I think that very much more is made out of the "history" aspects of Lugers than is warrented. The fact is, what most of these guns have to say is lost to history. Without records of issuance or anecdote there is no way to know whether this Luger or that got this wear, that ding, the cracked and worn grip, those patches of pitting: in combat, with hard use by a target shooter, or by neglectful storage.

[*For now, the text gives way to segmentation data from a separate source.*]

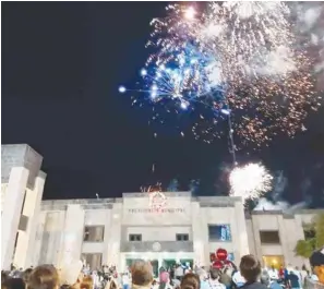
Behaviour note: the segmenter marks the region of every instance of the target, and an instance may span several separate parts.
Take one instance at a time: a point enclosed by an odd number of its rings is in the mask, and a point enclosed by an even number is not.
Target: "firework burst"
[[[272,174],[261,164],[236,167],[229,174],[230,195],[259,198],[272,189]]]
[[[296,47],[289,8],[284,2],[212,2],[197,11],[168,5],[167,17],[152,21],[147,46],[156,52],[142,75],[142,99],[168,112],[173,105],[177,113],[205,106],[212,117],[206,110],[197,113],[192,132],[207,142],[221,135],[215,124],[226,119],[223,111],[230,113],[242,144],[261,146],[279,133],[292,137],[304,130],[308,111],[316,110],[321,98],[314,94],[312,62]]]

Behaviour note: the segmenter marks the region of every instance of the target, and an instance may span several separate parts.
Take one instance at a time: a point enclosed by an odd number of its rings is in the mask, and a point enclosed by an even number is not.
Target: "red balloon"
[[[221,269],[221,268],[223,268],[223,263],[221,263],[221,261],[216,260],[216,261],[213,263],[213,268]]]
[[[220,261],[225,261],[227,260],[227,251],[225,249],[221,249],[219,248],[217,251],[216,251],[216,257]]]

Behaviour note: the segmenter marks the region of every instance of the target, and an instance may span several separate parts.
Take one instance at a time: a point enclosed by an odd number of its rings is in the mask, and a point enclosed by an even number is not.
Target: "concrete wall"
[[[298,240],[304,239],[303,224],[310,222],[319,210],[300,210],[295,215],[286,215],[281,212],[257,212],[247,220],[250,231],[250,243],[254,243],[255,254],[260,260],[264,255],[281,255],[285,264],[299,266],[309,265],[307,260],[295,255],[293,249]],[[262,244],[261,230],[278,231],[280,242],[278,244]]]
[[[224,248],[229,253],[233,253],[236,262],[239,262],[243,254],[252,253],[261,261],[264,255],[283,255],[286,263],[300,266],[302,261],[295,256],[293,248],[296,242],[303,238],[302,224],[310,221],[314,215],[310,212],[295,216],[287,216],[280,212],[257,212],[245,218],[243,205],[239,198],[193,198],[188,192],[175,195],[167,193],[167,209],[156,213],[148,209],[147,194],[134,194],[134,198],[132,195],[124,194],[123,198],[115,201],[43,202],[44,210],[39,215],[35,241],[35,262],[37,260],[39,263],[45,261],[60,263],[62,255],[71,254],[72,250],[73,257],[80,257],[82,253],[101,253],[104,264],[122,267],[125,256],[135,257],[136,255],[131,251],[121,252],[121,244],[123,248],[129,248],[124,246],[124,243],[129,241],[130,233],[141,233],[142,241],[151,244],[147,252],[142,252],[141,256],[155,257],[161,262],[164,255],[168,254],[168,257],[175,258],[181,252],[155,251],[152,244],[160,242],[164,245],[167,242],[175,242],[176,245],[177,233],[189,233],[190,245],[193,249],[191,249],[192,252],[182,253],[187,257],[194,258],[200,265],[209,265],[209,253]],[[208,225],[225,224],[230,225],[232,240],[230,242],[209,241]],[[104,241],[84,242],[85,226],[105,226]],[[261,244],[260,230],[278,230],[280,243]],[[68,234],[74,236],[72,246],[67,245]],[[61,255],[56,254],[56,250],[62,252]]]

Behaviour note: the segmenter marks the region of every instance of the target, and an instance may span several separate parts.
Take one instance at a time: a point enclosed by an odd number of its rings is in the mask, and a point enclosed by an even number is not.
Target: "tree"
[[[293,251],[297,256],[309,258],[315,250],[324,245],[324,213],[316,215],[311,224],[304,226],[304,229],[314,233],[305,240],[299,240]]]

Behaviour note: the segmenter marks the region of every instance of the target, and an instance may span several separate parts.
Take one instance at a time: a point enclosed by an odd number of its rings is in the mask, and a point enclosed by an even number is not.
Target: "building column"
[[[26,190],[22,215],[28,218],[27,227],[25,231],[19,231],[14,255],[14,264],[22,268],[29,267],[33,263],[33,255],[35,254],[36,243],[36,229],[40,212],[40,202],[43,197],[45,180],[46,173],[39,171],[37,178],[35,179],[34,189]]]
[[[13,167],[10,172],[1,219],[1,269],[10,269],[24,194],[29,171],[24,167]]]
[[[111,209],[111,222],[110,222],[110,238],[107,249],[107,263],[108,265],[115,265],[117,269],[120,269],[120,242],[121,242],[121,221],[122,221],[122,204],[116,203]],[[113,216],[119,216],[118,218]]]
[[[63,250],[59,261],[60,267],[81,260],[84,234],[84,208],[81,205],[69,205],[65,216]]]
[[[197,202],[193,202],[191,205],[192,213],[192,241],[193,241],[193,253],[195,265],[199,266],[208,266],[209,258],[209,248],[208,248],[208,232],[205,232],[202,224],[201,207]]]
[[[235,203],[235,209],[236,209],[236,218],[237,218],[237,232],[238,232],[237,238],[239,240],[238,249],[239,249],[240,258],[241,258],[243,255],[250,254],[243,202],[237,201]]]

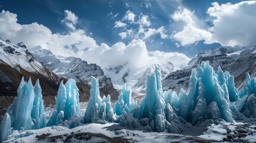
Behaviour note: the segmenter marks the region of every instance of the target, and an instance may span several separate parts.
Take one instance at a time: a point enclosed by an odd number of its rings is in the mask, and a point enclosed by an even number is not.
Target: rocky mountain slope
[[[92,66],[97,68],[97,66]],[[0,108],[7,107],[13,102],[17,95],[17,89],[22,76],[24,77],[25,80],[30,77],[33,84],[37,79],[39,79],[46,105],[55,104],[54,96],[57,95],[60,81],[64,80],[65,83],[67,80],[65,77],[67,77],[57,75],[38,61],[23,43],[13,44],[8,40],[0,39],[0,102],[2,103]],[[104,81],[105,83],[101,85],[106,85],[101,86],[100,89],[101,95],[110,94],[112,99],[116,99],[119,93],[113,88],[111,80],[106,77]],[[81,82],[76,84],[79,89],[81,101],[87,101],[90,85]]]
[[[111,79],[104,76],[103,70],[95,64],[88,64],[73,57],[55,55],[45,44],[30,48],[29,51],[37,61],[60,76],[84,83],[89,83],[91,76],[94,76],[98,79],[100,87],[112,86]]]
[[[188,87],[192,69],[202,61],[209,61],[215,71],[220,66],[224,72],[228,70],[234,76],[235,86],[240,89],[245,83],[246,73],[255,76],[256,68],[256,47],[218,47],[201,51],[189,62],[188,66],[180,70],[169,74],[163,80],[163,89],[179,92],[180,88]],[[239,68],[238,68],[239,67]]]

There are, patently, some eloquent Lugers. Any Luger with unit markings; any small contract guns sent to known places--Test Eagles, Vickers/Dutch, Crossed Rifle Russians, Persian Artilleries (you get the idea); Lugers with bring-back papers or veteran capture stories (first-person or otherwise); certainly deserve maintenance of their status quo as historical artifacts. This actually contravenes the principle of "buy the Luger, not the story" as the story is where the history actually lies, in relationship to the Luger. I suppose this also extends to "puzzle guns", Lugers with strange, questionable, or obscure markings.
Most of the Lugers out there are historical orphans. The 1917 Navy with file marks and cold blue spots with little original finish I buy from a gun show dealer; the 1900AE which has been worn out, shot out, buffed out and reblued twice which I buy from a regular dealer; the 1920 Commercial which I buy from a pawnshop; the Black Widow I buy from a friend--all are disconnected from their history as surely as pulling a wall plug.
For that matter, if the history concerns you, you should think twice about "restoring" that mismatched Luger. If it comes from a batch of Russian/East German reworks part of its history is definitely known, and it is a history which actually has some meaning to those of us who grew up in the postwar shadow of the Communist threat.